Located at the north of the island of Borneo, Sabah was known in ancient times as the “Land Below The Wind” because it lies below the typhoon belt. Sabah’s terrain is rugged, with Mt. Kinabalu, at 4,100 metres, dominating the surrounding landscape. Its coastline is washed by the waters of the South China Sea on the West, and the Sulu Sea and Celebes Sea on the East. It has a wide diversity of flora and fauna, as well as one of the world’s largest rainforests. Sabah’s indigenous tribes comprise 31 different groups, including the Kadazans, Muruts, Bajaus, Kedayans, Sulu, Bisaya, Rumanau, Minokok, and Rungus, speaking over 80 different dialects.
Mt. Kinabalu as seen from Kota Kinabalu
Sabah was taken over by the British North Borneo Company in 1881, and became a protectorate of the British Empire with internal affairs still administered by the company in 1888. North Borneo was controlled by the Japanese from 1941 to 1946. After the war, the Company’s rule ended and it became the colony of North Borneo. On 31 August, 1963, it was granted self-government power before it formed the Malaysian federation on 16 September, 1963 along with Malaya, Singapore and Sarawak. Since 1963, the state has been known as Sabah.
Interestingly, the Eastern part of Sabah has been for a long time claimed by the Philippines to form part of that country – even during the reign of Ferdinand Marcos, Philippino maps showed Sabah as being part of Philippine territory. The claim apparently originated by a grant from the Sultan of Brunei to the Sultan of Sulu at the beginning of the 18th Century.
International access to Malaysia’a eastern gateway is Sabah’s state capital, Kota Kinabalu, formerly known as Jesselton, which receives flights from Kuala Lumpur, Johor Bahru, Kuching, Singapore, Hong Kong, Manila, Brunei, Jakarta, Seoul, and Taipei. The city itself is relatively new, as the original town was destroyed during world War II. Domestic travel in this vast state is via daily flights between Labuan, Sandakan, Lahad Datu, and Tawau, though large areas are still inaccessible. A railway line stretches from Kota Kinabalu to Tenom, and buses, taxis, and boats are also available.
A train ready to depart to Tenom
The main attractions in Sabah could be said to centre around nature and the diversity of wildlife and vegetation.
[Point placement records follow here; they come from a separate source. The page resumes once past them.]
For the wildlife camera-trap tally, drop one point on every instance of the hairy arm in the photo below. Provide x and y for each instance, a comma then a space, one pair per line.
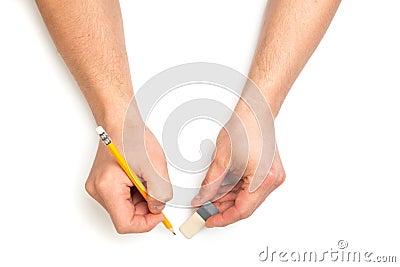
290, 33
89, 35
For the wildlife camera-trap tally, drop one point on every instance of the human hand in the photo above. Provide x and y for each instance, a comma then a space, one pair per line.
242, 153
110, 186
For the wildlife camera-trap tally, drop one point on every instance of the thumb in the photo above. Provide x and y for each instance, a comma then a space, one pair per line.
212, 182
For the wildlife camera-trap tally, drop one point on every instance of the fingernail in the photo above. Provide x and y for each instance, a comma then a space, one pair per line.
159, 207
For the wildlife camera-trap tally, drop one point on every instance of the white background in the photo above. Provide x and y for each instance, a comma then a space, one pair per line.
338, 134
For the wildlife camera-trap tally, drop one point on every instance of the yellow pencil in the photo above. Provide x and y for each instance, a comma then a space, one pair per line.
124, 165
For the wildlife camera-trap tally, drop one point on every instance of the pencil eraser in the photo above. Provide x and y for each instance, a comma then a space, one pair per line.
197, 221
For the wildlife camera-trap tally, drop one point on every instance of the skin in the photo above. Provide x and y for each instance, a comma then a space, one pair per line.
90, 37
290, 34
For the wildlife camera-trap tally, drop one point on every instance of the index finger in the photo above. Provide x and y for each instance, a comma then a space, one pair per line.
118, 203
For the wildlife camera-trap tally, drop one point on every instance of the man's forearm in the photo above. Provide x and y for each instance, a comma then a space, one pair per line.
89, 36
290, 33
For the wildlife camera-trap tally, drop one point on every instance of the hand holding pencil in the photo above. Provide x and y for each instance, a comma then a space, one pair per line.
112, 188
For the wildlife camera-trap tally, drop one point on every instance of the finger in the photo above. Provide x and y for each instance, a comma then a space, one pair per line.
244, 205
159, 188
118, 203
223, 206
213, 180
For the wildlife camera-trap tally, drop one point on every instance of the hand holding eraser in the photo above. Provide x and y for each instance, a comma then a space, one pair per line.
197, 221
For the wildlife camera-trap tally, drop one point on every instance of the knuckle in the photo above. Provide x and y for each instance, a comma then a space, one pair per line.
168, 196
121, 229
89, 187
245, 214
102, 184
281, 178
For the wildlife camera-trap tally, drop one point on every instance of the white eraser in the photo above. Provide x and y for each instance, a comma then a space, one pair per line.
100, 130
198, 219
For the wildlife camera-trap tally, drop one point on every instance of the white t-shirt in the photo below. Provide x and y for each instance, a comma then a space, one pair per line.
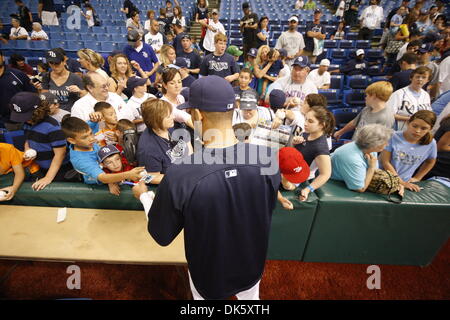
18, 32
178, 115
135, 105
444, 75
41, 35
156, 41
293, 42
372, 16
85, 106
208, 42
319, 80
90, 21
404, 103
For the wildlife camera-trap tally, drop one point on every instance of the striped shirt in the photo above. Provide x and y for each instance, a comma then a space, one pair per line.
43, 137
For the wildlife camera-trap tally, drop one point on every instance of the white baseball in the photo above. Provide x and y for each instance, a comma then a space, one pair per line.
30, 153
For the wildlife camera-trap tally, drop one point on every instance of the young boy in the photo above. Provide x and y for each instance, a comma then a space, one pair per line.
55, 112
377, 94
83, 155
113, 161
138, 86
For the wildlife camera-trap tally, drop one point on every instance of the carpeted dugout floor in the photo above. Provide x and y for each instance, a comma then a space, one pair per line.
282, 280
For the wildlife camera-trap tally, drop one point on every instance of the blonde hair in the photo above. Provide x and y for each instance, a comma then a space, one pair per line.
164, 50
258, 56
380, 89
113, 68
93, 57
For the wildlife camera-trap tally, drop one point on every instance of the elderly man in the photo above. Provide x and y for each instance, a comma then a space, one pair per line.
97, 87
292, 41
320, 76
141, 55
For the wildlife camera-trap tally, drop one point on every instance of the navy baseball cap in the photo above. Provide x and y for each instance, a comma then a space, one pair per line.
22, 105
253, 52
107, 151
211, 94
54, 56
49, 97
181, 62
301, 61
134, 82
277, 98
248, 100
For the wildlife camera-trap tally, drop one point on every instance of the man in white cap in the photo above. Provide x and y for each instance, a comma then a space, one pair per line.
320, 76
357, 65
292, 41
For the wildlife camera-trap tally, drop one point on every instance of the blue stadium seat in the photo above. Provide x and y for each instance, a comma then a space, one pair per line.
356, 82
354, 98
346, 44
332, 96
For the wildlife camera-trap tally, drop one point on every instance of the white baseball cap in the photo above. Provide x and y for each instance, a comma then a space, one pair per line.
325, 62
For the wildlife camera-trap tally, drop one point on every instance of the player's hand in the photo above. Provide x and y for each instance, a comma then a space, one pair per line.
95, 116
41, 184
114, 188
135, 174
139, 189
10, 192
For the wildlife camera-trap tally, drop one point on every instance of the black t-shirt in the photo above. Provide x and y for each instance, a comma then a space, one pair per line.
156, 154
248, 34
401, 79
12, 81
225, 206
221, 66
48, 5
309, 41
311, 149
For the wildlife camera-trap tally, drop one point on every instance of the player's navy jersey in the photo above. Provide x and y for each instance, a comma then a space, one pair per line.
225, 210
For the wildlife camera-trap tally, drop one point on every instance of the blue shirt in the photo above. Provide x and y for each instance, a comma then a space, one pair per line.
407, 157
146, 57
43, 137
86, 163
350, 165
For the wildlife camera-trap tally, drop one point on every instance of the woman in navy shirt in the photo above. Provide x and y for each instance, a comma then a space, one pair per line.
313, 145
157, 150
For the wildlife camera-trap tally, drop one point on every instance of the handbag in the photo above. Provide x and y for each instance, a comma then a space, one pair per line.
385, 182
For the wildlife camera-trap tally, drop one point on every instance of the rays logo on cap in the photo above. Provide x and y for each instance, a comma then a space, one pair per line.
17, 108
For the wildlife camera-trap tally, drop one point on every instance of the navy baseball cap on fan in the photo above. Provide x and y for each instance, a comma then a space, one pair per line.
22, 105
134, 82
248, 100
107, 151
211, 94
301, 61
49, 97
54, 56
277, 98
181, 62
292, 165
253, 52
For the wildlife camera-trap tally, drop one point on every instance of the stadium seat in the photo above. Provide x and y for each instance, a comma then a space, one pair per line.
354, 98
332, 96
356, 82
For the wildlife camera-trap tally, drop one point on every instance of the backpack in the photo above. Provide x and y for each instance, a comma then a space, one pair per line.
385, 182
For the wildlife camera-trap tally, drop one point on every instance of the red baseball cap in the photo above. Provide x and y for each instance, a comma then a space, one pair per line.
292, 165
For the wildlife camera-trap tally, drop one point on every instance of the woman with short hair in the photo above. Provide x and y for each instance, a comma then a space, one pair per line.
355, 162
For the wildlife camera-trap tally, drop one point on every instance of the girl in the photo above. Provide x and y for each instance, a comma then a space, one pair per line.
314, 147
411, 148
44, 135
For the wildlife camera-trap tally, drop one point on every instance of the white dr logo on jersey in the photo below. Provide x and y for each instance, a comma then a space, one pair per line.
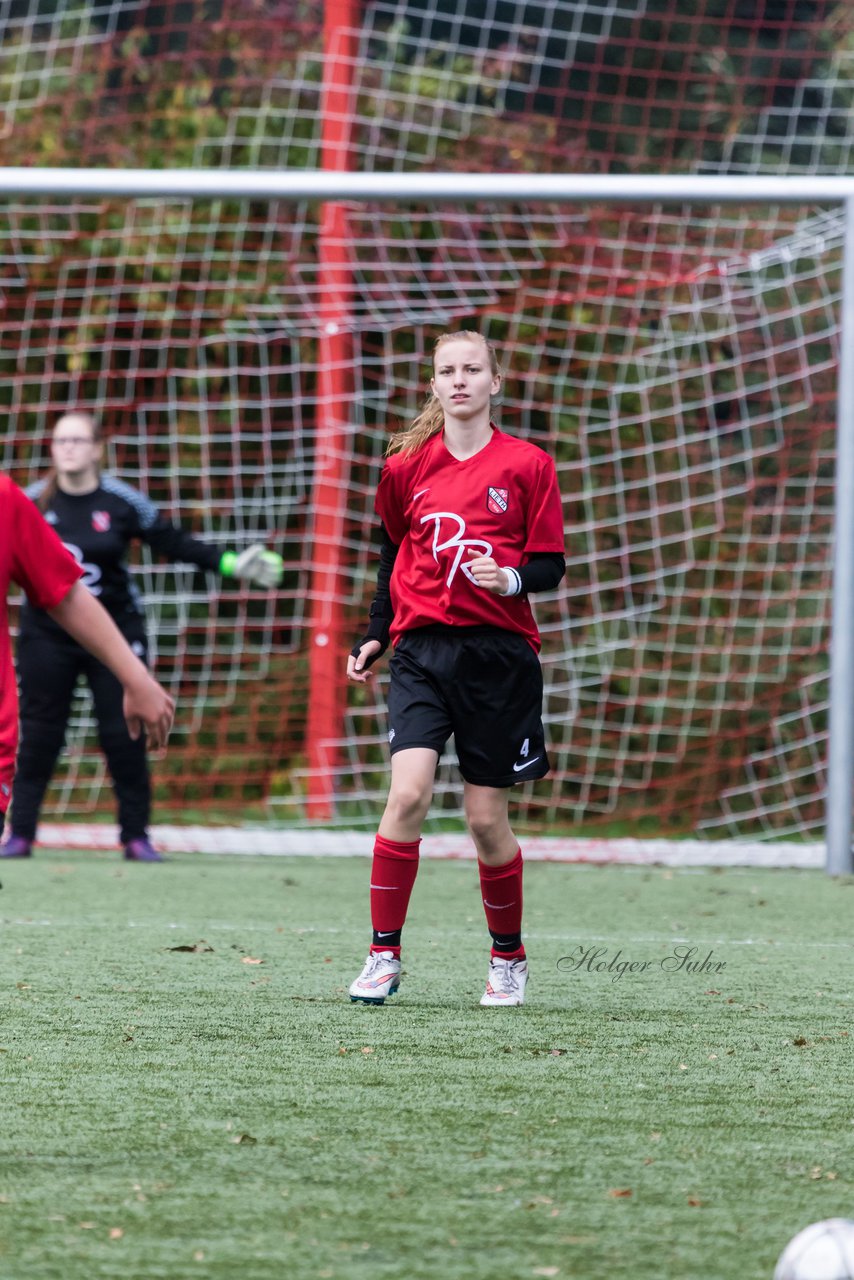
456, 543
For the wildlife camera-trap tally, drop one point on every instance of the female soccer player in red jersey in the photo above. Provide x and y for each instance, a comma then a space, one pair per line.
471, 525
32, 556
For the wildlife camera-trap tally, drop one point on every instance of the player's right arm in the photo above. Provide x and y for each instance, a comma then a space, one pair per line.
374, 643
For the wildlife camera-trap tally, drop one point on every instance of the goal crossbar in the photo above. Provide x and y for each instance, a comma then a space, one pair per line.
325, 186
457, 187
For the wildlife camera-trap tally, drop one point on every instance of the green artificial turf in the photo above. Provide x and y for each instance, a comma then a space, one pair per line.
224, 1111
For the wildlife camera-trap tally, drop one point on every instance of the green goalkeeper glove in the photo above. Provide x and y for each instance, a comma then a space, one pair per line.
255, 565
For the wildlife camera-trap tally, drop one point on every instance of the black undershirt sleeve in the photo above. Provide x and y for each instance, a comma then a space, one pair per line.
380, 612
543, 571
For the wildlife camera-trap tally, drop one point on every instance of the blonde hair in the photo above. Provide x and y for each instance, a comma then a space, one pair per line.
430, 420
51, 484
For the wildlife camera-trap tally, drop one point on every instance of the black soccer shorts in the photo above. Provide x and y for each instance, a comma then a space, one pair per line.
484, 686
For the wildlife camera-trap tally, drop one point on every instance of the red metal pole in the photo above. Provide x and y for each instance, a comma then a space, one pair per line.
327, 689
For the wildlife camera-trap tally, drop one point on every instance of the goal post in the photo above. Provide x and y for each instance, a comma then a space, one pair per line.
640, 583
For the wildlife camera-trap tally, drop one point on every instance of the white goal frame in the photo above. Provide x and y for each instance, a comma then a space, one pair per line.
569, 188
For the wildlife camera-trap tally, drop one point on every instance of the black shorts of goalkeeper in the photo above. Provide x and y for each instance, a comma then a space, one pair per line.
483, 686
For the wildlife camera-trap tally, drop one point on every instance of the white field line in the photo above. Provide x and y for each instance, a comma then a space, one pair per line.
260, 841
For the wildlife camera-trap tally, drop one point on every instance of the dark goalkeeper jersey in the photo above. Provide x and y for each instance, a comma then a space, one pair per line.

It has outstanding national parks, which include Kinabalu National Park, the Crocker Range Park, and the Sepilok Orang-utan Sanctuary. Others come to enjoy the islands of Tunku Abdul Rahman National Park and the diver’s paradise of Pulau Sipadan. However, Sabah possesses a number of other attractions as well, all of which are worth exploring.
Over the whole island of Borneo, Proboscis Monkeys can be found in localised areas – one of the best places to see them is in Sabah in the Sukau region on the Kinabatangan River.
Sukau has become known for its diverse offering of wildlife – including the highest concentration of proboscis monkeys and orang-utans in Malaysia. Other wildlife found in the area includes silvered langur, maroon langur and Hose’s or grey langur, long-tailed macaque, pig-tailed macaque, Bornean gibbon, two nocturnal primates – the western tarsier and slow loris and other mammals, including Asian elephant and Sumatran rhinoceros, reptiles such as pythons and crocodiles, and over 200 species of birds.
Sukau is generally a highlight of any trip to Sabah. There are trips on the river each afternoon to see the proboscis monkeys preparing for the night, and sightings of the elephants in the area, not far from the lodge, are quite common.
Elephants crossing the boardwalk at Sukau
Sabah also has other places of interest – the Mt Kinabalu summit trek being very popular. Mt Kinabalu at 4100 metres, is the highest mountain in South East Asia (excluding New Guinea) and is ranked as the 20th highest mountain in the world. The trek from the Park Headquarters to the summit and back takes two days, although the summit can be reached in a day if you train for it – the Mt Kinabalu Marathon is held there every year. The athletes get to the top, and back, in under three hours! Once you have done the trek, you can only be amazed at the type of person who could, or would, want to run to the top. The trek arrives at the summit for sunrise, where, on a clear day you can see to the Philippines in the North.
The trail winds up Mt. Kinabalu
The trek up the mountain winds its way through five altitude and temperature related zones, beginning with the Lowland Forest (ie tropical vegetation), then the Lower Montane up to about 2300 metres (ie oaks and conifers etc.), followed by the Upper Montane through to 2800 metres, then Sub-alpine through to 3200 metres where the famous pitcher plants grow prolifically, and lastly the Alpine zone above the tree line through to the summit, where only small herbs and stunted shrubs can be found. The temperature at the summit can be in the vicinity of freezing at various times of the year.